More tellingly, this incident occurred in a highly coordinated way, leading many to argue that ESG-based funds were being weaponized to target Bharat’s rising economic players—particularly those aligned with self-reliance, nationalistic policy, and infrastructure development.

2. India’s Farm Laws and Global Woke Pressure

When the Indian government attempted agricultural reforms in 2020, global ESG voices, celebrities, and foreign NGOs—many funded by woke liberal donors—mobilised against it. Pop singer Rihanna, climate activist Greta Thunberg, and various UN-affiliated bodies jumped into a domestic policy issue under the guise of human rights and sustainability. The toolkit controversy revealed how global narratives are manufactured to shame and isolate sovereign governments.

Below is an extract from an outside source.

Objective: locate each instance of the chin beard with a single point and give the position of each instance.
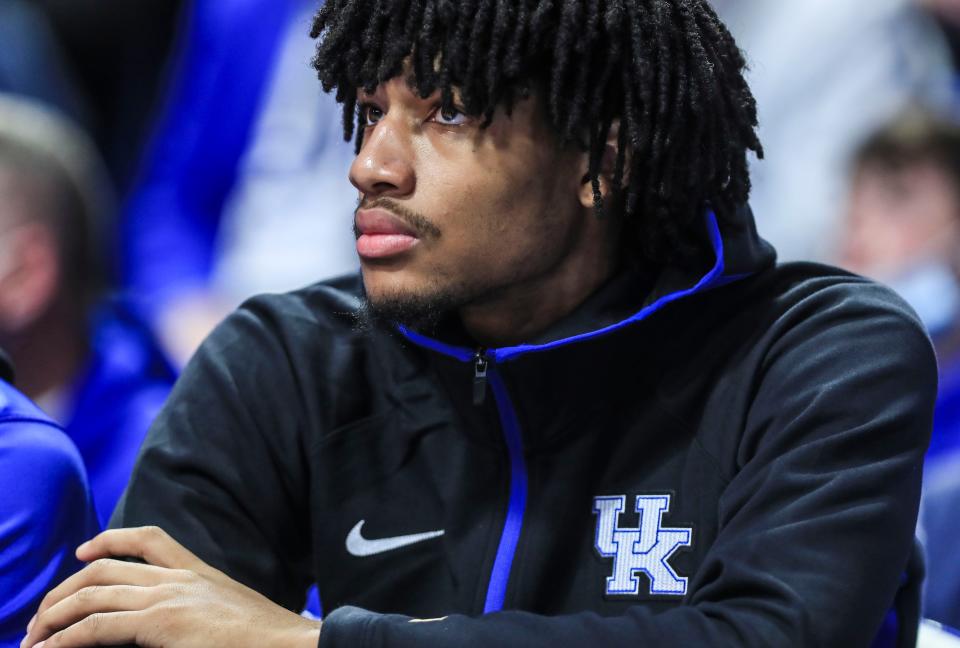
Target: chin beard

Behind these campaigns were organisations funded by ESG-related philanthropic networks like the Open Society Foundations and others who rate countries poorly on ESG metrics unless they conform to Western liberal norms—including how they handle gender, protests, or “climate justice.”

3. LGBTQ+, Gender, and Woke Conditionalities

ESG and SDG norms today demand compliance with “woke” socio-cultural ideologies—LGBTQ+ rights, gender parity in boardrooms, DEI (Diversity, Equity, and Inclusion) policies—even in societies where such changes may contradict local culture, religious beliefs, or democratic consensus.

In 2021, Bharat faced pressure during its corporate ESG evaluation processes because many companies lacked a “diverse” boardroom or had not signed international LGBTQ+ charters. ESG norms did not allow for cultural context; they simply penalized non-conformity. Thus, India—a civilisational society with its own evolving gender norms—was being judged by imported ideologies.

ESG Capitalism and the Rise of Economic Blackmail

ESG ratings are controlled by a few Western institutions: BlackRock, Vanguard, S&P Global, MSCI, etc. These institutions dictate what is “sustainable” or “ethical” investment. Companies or countries unwilling to comply are excluded from global funds.

This has created a monopoly on moral judgment. ESG is no longer about environment or governance—it is about control.

For example:

African nations have been denied funding for fossil fuel projects, despite energy poverty, because ESG norms prioritize carbon neutrality over development needs.

Sri Lanka’s collapse in 2022 was partially triggered by forced “organic farming” reforms under SDG pressure from global institutions and ESG-linked lenders—leading to food insecurity, inflation, and civil unrest.

The Role of International Organizations in Neo-Colonialism

Institutions like the United Nations, World Economic Forum, World Health Organization, International Monetary Fund, and World Bank increasingly function as ideological enforcers of ESG-SDG mandates. They impose policy models, attach ideological preconditions to funding, and create global narratives that delegitimise dissent. Under the guise of global governance, these bodies often act as instruments of Western hegemony—pushing climate mandates, public health doctrines, and social reforms that override national cultures, policies, and democracies.

Sovereignty or Sustainability—A False Choice

The promise of SDGs and ESG is hijacked by ideological bullying and financial blackmail. The frameworks are increasingly misused to push “Woke Imperialism”—cultural, economic, and political—in the name of progress. Sovereign nations are forced to accept globalist ideologies or face economic exclusion.

Bharat must lead a group of nations, particularly global south, in demanding a decolonized model, rooted in Dharma, local culture, and economic pragmatism, not dictated by elite think tanks of Davos or Silicon Valley. True sustainability must serve human dignity, national interest, and cultural continuity—not erase them.

Global equity cannot come through uniformity. It must arise from respect for pluralism, sovereignty, and civilisational diversity—something the current ESG-SDG empire seems determined to destroy.